The University of Bern develops a new approach to control agricultural pests

In a new study, researchers from the University of Bern developed an experimental approach that opens up a new avenue for the improvement of biological control strategies towards a more sustainable, pesticide-free agriculture.

Pesticides in Agriculture
The experimental approach developed at the University of Bern will be essential to reduce pesticide use in agriculture.

Over the past decade, scientists at the Institute of Plant Sciences (IPS) at the University of Bern have unraveled the mechanisms that explain the success of western corn rootworm, a serious agicultural pest, including how it resists the attack of biological control agents such as entomopathogenic nematodes (parasitic roundworms), and their associated bacterial partners.

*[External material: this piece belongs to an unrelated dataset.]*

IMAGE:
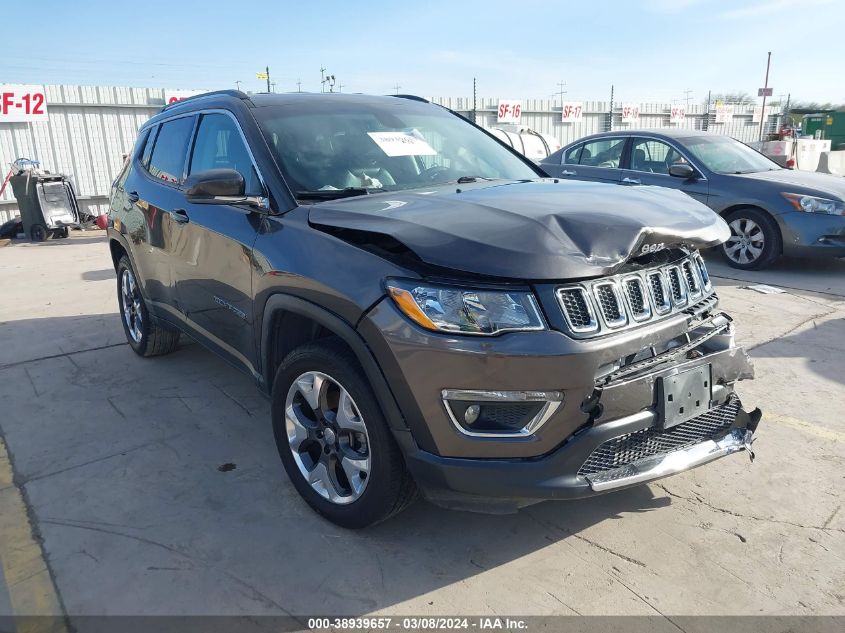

"We hypothesized that by improving the capacity of the pathogenic bacteria associated to the parasitic roundworms to resist benzoxazinoids, we may be able increase the lethality of this deadly symbiotic pair against western corn rootworm larvae", says Dr. Ricardo Machado from the Institute of Plant Sciences (IPS) at the University of Bern, who led the study. The researchers collected parasitic roundworms from all around the world, isolated their pathogenic bacterial partners and exposed them to high doses of benzoxazinoids for several generations.

Closing the gap between fundamental science and sustainable agriculture

Thanks to a collaboration with Prof. Dr. Helge Bode from the Institute for Molecular Biosciences of the Goethe University Frankfurt and Prof. Dr. Siegfried Hapfelmeier from the Institute of Infectious Diseases (IFIK) of the University of Bern within the Interfaculty Research Cooperation One Health, the scientists also identified the genetic mechanism that allows selected bacteria to resist benzoxazinoids.

The results of the study are particularly relevant for the biological control of agricultural pests. "We are very much looking forward to testing our approach in an agriculturally realistic field setting, and, in the long run, to contribute to a more sustainable, pesticide-free crop production," concludes Dr. Ricardo Machado.